Nuestro régimen democrático cuenta apenas con 26 años de efectiva operación, situando su surgimiento en 1997, cuando el PRI perdió como partido hegemónico la mayoría en la Cámara de Diputados. De 1997 al 2023 hemos avanzado hacia el desarrollo de nuestro sistema democrático representativo, sin embargo, estamos lejos del cambio constitucional que nuestra norma suprema prometió en 1917.
A pesar de su contenido de vanguardia en materia de derechos sociales y prestacionales; de haberse decantado por un régimen repúblicano de separación de poderes; de establecer un modelo democrático-representativo para acceder a los encargos públicos; de refrendar su compromiso con los derechos de corte liberal -entonces denominados garantías individuales-, y del establecimiento de un medio de control para su protección -juicio de amparo-, las constantes mutaciones constitucionales y las victorias y predominancia del dominio político sobre el deber ser jurídico, han impedido que nuestra Constitución vea realizada la materialización del gran cambio constitucional, político y social que necesitamos.
Pero ¿Cómo llegamos a este declive constitucional?

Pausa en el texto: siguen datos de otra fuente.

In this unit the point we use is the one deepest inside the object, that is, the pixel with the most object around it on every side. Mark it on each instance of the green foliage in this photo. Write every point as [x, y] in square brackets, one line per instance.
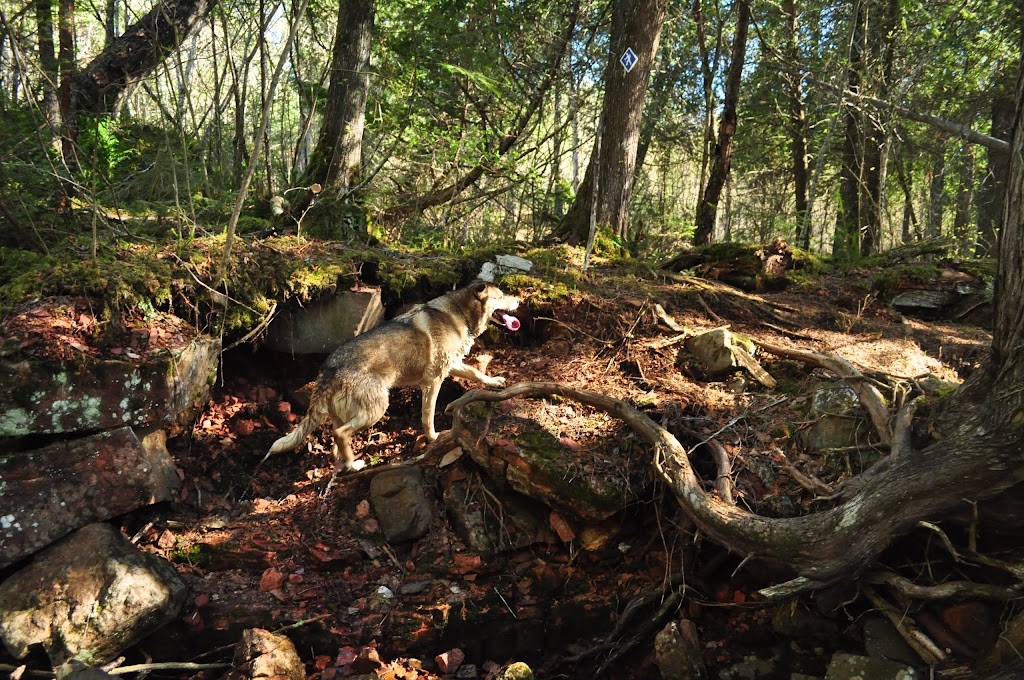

Nuestro régimen político de dominación sigue sectorizado y ha ido agregando a nuevos grupos de interés. Hoy tenemos a grupos legítimos, tales como: campesinos, maestros, obreros, sindicatos, medios de comunicación, plataformas y redes de internet, servidores públicos, militares, profesionistas, empresarios, comerciantes, estudiantes, minorías sociales, organizaciones de la sociedad civil e iglesias; pero también a otro conjunto de grupos que actúan fuera de la legitimidad constitucional y cuyas actividades son abiertamente contrarias a nuestros pactos de convivencia: cárteles de drogas, bandas y grupos delincuenciales bien organizados.
Lo que sucede en nuestro sistema constitucional es que tanto quienes se mueven en la posibilidad institucional de la Constitución, como quienes lo hacen al margen de ella, son proclives a sobrepasar los límites establecidos en ésta, porque han encontrado que es mucho más benéfico hacerlo así, pues ello les asegura la obtención o conservación de empleos, plazas, tierras, negocios, créditos, propiedades, programas sociales, concesiones, permisos, contratos, licencias, condonaciones de impuestos, impunidad y ganancias millonarias lícitas o ilícitas, todo lo cual impide que surjan incentivos potentes para actuar conforme a los acuerdos constitucionales.

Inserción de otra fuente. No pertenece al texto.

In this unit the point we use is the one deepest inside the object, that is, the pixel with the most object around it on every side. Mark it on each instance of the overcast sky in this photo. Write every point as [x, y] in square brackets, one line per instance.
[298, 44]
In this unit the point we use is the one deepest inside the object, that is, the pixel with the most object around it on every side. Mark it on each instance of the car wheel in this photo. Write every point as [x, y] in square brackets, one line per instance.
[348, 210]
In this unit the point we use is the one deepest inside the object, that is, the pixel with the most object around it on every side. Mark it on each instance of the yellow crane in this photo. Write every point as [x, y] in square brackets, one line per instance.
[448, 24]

Estamos ante una realidad demoledora, casi la totalidad de los sectores sociales no tienen incentivo para respetar la Constitución, porque ésta consagra pactos formales que exigen la toma de decisiones que, de seguirse al pie de la letra, impediría a todos estos conglomerados alcanzar los beneficios de los que gozan en la irregularidad.

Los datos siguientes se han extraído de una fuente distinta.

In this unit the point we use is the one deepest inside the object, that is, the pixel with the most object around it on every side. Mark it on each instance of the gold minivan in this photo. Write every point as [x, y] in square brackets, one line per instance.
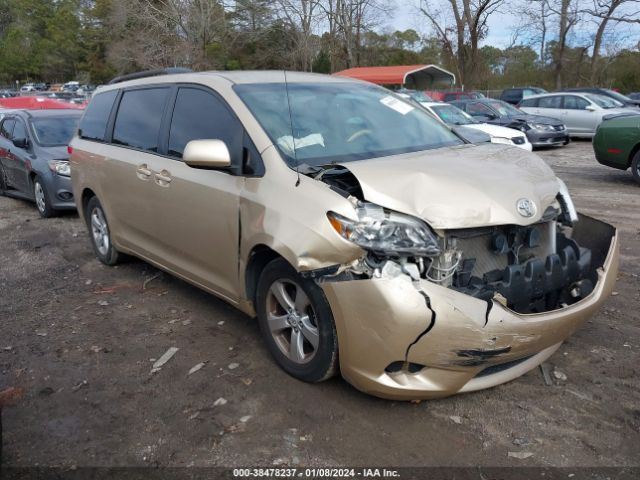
[366, 237]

En la vida real, estos grupos construyen comportamientos paralelos con incentivos y finalidades distintas que se mueven en direcciones complejas y a veces contrapuestas, aunque siempre en sentido contrario de lo que ordena nuestra Constitución.
Respecto del ámbito político, México vive una etapa ácida de decisionismo político, lo que significa que el gobierno de la República busca que su ideología, proyectos, planes y políticas públicas se concreten rápidamente y sin que ningún otro órgano autónomo o poder pueda revisar, modificar u obstaculizar esa realización, y aun cuando ello no encaje en las opciones que nuestra Constitución prevé, a la que tiene tiempo mirándola como un obstáculo que impide la concretización de la visión del grupo en el poder.
El declive constitucional solamente podrá ser revertido mediante una urgente reconstrucción de nuestros pactos sociales y políticos. Necesitamos disolver los fenómenos sociales y políticos no institucionalizados que dan la espalda a la Constitución, y construir otros dentro del marco institucional que ésta permite, y en ese camino ya vamos tarde, lento y mal.